Multidisciplinary Management of a High-Stakes Situation; MAX cognitive aids opened in anticipation on the screen enable immediate intervention

"‘Cognitive Aid’? ‘Cognitive Aids’?

Cogito Ergo Sum

Yet, I and we all have limited physical and cognitive abilities. Our environment is constantly and rapidly evolving. The health situations we encounter are often more complex than complicated. Teams change. With them, individual and collective experiences.

In short :

entropy is our enemy,

and adaptation (of professionals) is part of the ‘survival’ (of patients and caregivers).

However, while delegating physical actions to colleagues is usually not a problem (“I only have two hands, could you please prepare...?”), a question we ask ourselves less often, too infrequently, is: “Which part of my cognitive load, my expertise, my know-how, could I delegate to fully concentrate on... what I cannot delegate?”. And in this case, to whom can I delegate these cognitive tasks? Who to ask for ‘cognitive aid’? What can I ‘regulate’ to better ‘manage’?
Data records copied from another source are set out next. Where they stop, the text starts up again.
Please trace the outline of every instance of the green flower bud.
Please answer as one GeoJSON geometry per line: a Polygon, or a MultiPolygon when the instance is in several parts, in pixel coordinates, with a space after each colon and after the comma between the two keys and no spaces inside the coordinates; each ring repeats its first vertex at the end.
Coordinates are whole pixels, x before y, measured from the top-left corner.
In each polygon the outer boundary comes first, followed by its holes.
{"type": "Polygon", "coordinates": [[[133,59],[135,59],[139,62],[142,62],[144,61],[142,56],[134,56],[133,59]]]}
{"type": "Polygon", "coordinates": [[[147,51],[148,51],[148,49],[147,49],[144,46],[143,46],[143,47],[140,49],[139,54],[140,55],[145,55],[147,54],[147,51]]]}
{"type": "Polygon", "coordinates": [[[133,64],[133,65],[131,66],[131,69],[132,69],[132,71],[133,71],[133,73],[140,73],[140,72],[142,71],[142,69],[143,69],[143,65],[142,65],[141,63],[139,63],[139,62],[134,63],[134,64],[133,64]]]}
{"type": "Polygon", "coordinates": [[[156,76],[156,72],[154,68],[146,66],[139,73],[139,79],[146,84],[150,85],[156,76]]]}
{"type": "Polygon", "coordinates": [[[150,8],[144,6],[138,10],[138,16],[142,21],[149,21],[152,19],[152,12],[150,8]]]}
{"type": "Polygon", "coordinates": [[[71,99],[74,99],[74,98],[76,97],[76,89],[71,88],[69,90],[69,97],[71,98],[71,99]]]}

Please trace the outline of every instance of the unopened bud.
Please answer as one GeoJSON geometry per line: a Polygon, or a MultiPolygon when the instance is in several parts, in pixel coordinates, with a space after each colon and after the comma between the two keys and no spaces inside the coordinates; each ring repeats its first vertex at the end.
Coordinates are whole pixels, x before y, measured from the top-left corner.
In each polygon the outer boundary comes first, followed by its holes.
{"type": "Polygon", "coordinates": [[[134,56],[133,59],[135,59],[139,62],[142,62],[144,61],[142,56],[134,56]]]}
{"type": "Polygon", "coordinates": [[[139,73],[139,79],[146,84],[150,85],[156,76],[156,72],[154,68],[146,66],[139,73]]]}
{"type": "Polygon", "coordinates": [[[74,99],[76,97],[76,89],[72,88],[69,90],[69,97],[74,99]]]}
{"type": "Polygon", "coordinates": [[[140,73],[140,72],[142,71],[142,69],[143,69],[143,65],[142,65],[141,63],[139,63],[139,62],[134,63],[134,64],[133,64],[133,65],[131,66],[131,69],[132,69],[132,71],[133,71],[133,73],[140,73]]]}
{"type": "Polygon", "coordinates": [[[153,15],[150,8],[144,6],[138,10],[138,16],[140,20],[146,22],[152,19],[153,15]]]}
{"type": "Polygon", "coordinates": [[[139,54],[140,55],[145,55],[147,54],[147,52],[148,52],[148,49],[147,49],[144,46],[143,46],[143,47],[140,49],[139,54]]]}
A perspective that greatly inspires me in our work on developing digital cognitive aids in health, stems from the work of Daniel Kahneman and Amos Tversky: “My system 1, intuitive and experiential, indicates that I am probably facing a certain situation. If my brain were ideal, I would start my intervention by conscientiously unfolding a certain procedure thanks to my system 2, I would submit my reevaluation to my system 1 to see what it evokes, then I would continue with the same procedure, or change course, or open other procedures in addition. And iterations until completion.” However, my brain is lazy, and my rigorous and logical system 2 is little solicited because it is time and energy consuming. What ‘cognitive aid’ could I therefore introduce in my daily practice to force interactions between systems 1 and 2? How to move from a 95:5 Economy Class to a 50:50 First Class?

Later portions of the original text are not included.